In [4]:
from selenium import webdriver
from selenium.webdriver.chrome.options import Options
from bs4 import BeautifulSoup
import time

In [6]:
def scrape_dynamic_text(url):
    options = Options()
    options.add_argument("--headless")  # Run in headless mode
    driver = webdriver.Chrome(options=options)

    driver.get(url)
    time.sleep(5)  # Give time for page to load JS content

    soup = BeautifulSoup(driver.page_source, 'html.parser')
    driver.quit()

    paragraphs = soup.find_all('p')
    text = ""
    for p in paragraphs:
        cleaned = p.get_text(strip=True)
        if len(cleaned) > 30:
            text += cleaned + "\n"

    return text

In [20]:
# Scrape
url = "https://thegraceandmoxielife.com/21-health-and-fitness-questions-you-probably-want-answers-to/"
content = scrape_dynamic_text(url)

# Save to file
with open("FAQs.txt", "w", encoding="utf-8") as f:
    f.write(content)

print("Done.
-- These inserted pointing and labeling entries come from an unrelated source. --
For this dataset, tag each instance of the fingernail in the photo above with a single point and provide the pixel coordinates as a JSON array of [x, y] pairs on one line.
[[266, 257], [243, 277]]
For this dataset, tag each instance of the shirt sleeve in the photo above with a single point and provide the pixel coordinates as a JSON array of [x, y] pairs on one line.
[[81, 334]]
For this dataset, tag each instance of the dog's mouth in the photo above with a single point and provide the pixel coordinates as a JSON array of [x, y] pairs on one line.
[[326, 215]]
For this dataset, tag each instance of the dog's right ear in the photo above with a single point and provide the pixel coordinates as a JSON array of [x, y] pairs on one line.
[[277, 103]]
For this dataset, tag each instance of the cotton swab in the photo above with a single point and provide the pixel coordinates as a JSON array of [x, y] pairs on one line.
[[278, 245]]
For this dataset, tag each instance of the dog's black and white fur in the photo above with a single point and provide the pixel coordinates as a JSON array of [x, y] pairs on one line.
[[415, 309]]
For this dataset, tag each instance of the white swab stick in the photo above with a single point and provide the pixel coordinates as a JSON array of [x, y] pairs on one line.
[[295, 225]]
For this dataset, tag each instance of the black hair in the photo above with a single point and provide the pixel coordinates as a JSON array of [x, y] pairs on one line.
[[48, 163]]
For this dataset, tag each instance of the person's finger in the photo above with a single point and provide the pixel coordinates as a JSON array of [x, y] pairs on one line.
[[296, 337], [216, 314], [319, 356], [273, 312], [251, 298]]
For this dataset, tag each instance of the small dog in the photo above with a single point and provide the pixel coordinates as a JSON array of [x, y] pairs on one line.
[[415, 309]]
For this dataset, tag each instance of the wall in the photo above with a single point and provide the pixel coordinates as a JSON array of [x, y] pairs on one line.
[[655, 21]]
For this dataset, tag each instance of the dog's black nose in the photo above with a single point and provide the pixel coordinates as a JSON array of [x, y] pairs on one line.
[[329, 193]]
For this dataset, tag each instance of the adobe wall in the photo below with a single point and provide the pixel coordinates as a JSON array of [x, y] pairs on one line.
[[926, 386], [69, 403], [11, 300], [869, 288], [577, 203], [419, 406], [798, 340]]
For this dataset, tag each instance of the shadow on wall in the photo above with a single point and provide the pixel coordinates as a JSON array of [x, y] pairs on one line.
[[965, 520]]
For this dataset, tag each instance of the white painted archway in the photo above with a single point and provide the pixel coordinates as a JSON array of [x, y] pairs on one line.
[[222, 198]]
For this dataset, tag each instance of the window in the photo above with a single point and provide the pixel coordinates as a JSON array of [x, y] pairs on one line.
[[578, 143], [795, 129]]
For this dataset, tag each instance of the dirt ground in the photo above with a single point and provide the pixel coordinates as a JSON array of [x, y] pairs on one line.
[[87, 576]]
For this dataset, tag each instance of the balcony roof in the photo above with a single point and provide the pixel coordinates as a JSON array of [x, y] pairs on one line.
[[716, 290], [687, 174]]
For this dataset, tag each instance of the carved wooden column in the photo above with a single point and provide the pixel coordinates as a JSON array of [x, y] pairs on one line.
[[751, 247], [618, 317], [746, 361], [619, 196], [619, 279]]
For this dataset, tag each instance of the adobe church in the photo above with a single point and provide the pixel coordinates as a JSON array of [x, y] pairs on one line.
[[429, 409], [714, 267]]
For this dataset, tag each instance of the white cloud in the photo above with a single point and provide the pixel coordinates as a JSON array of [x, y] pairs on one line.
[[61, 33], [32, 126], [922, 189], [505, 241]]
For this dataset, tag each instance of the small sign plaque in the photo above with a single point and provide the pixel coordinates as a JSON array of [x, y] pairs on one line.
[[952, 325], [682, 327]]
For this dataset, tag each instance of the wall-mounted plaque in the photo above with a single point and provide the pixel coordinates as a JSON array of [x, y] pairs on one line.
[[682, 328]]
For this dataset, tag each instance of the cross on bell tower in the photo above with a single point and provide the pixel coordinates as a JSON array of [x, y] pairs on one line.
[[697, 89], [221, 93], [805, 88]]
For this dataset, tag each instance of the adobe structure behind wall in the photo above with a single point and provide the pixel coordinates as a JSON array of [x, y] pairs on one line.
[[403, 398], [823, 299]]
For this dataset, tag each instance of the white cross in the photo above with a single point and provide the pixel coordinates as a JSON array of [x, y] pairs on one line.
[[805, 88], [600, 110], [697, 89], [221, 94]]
Data saved to uae_health_data.txt")

Done. Data saved to uae_health_data.txt


Cleaning and Preprocessing

In [27]:
import re

def smart_preprocess(text):
    lines = text.splitlines()
    blocks = []
    buffer = []
    current_title = None
    is_question = False

    for line in lines:
        line = line.strip()
        if not line:
            continue  # skip empty lines

        match = re.match(r"^(\d{1,2}\.|-)\s*(.*)", line)
        if match:
            # Save previous block before starting a new one
            if current_title:
                blocks.append({
                    "type": "qna" if is_question else "info",
                    "title": current_title,
                    "content": " ".join(buffer).strip()
                })
                buffer = []

            current_title = match.group(2).strip()
            is_question = "?" in current_title
        else:
            buffer.append(line)

    # Save last block
    if current_title:
        blocks.append({
            "type": "qna" if is_question else "info",
            "title": current_title,
            "content": " ".join(buffer).strip()
        })

    return blocks

# === STEP 1: Load your raw file ===
input_path = "FAQs2.txt"   # Change this to your file name
output_path = "preprocessed_output2.txt"

with open(input_path, "r", encoding="utf-8") as f:
    raw_text = f.read()

# === STEP 2: Preprocess ===
processed_blocks = smart_preprocess(raw_text)

# === STEP 3: Save the clean output ===
with open(output_path, "w", encoding="utf-8") as f:
    for block in processed_blocks:
        f.write(f"[Type] {block['type'].upper()}\n")
        f.write(f"[Title] {block['title']}\n")
        f.write(f"[Content] {block['content']}\n")
        f.write("-" * 50 + "\n")

print("✅ Preprocessed file saved to:", output_path)


✅ Preprocessed file saved to: preprocessed_output2.txt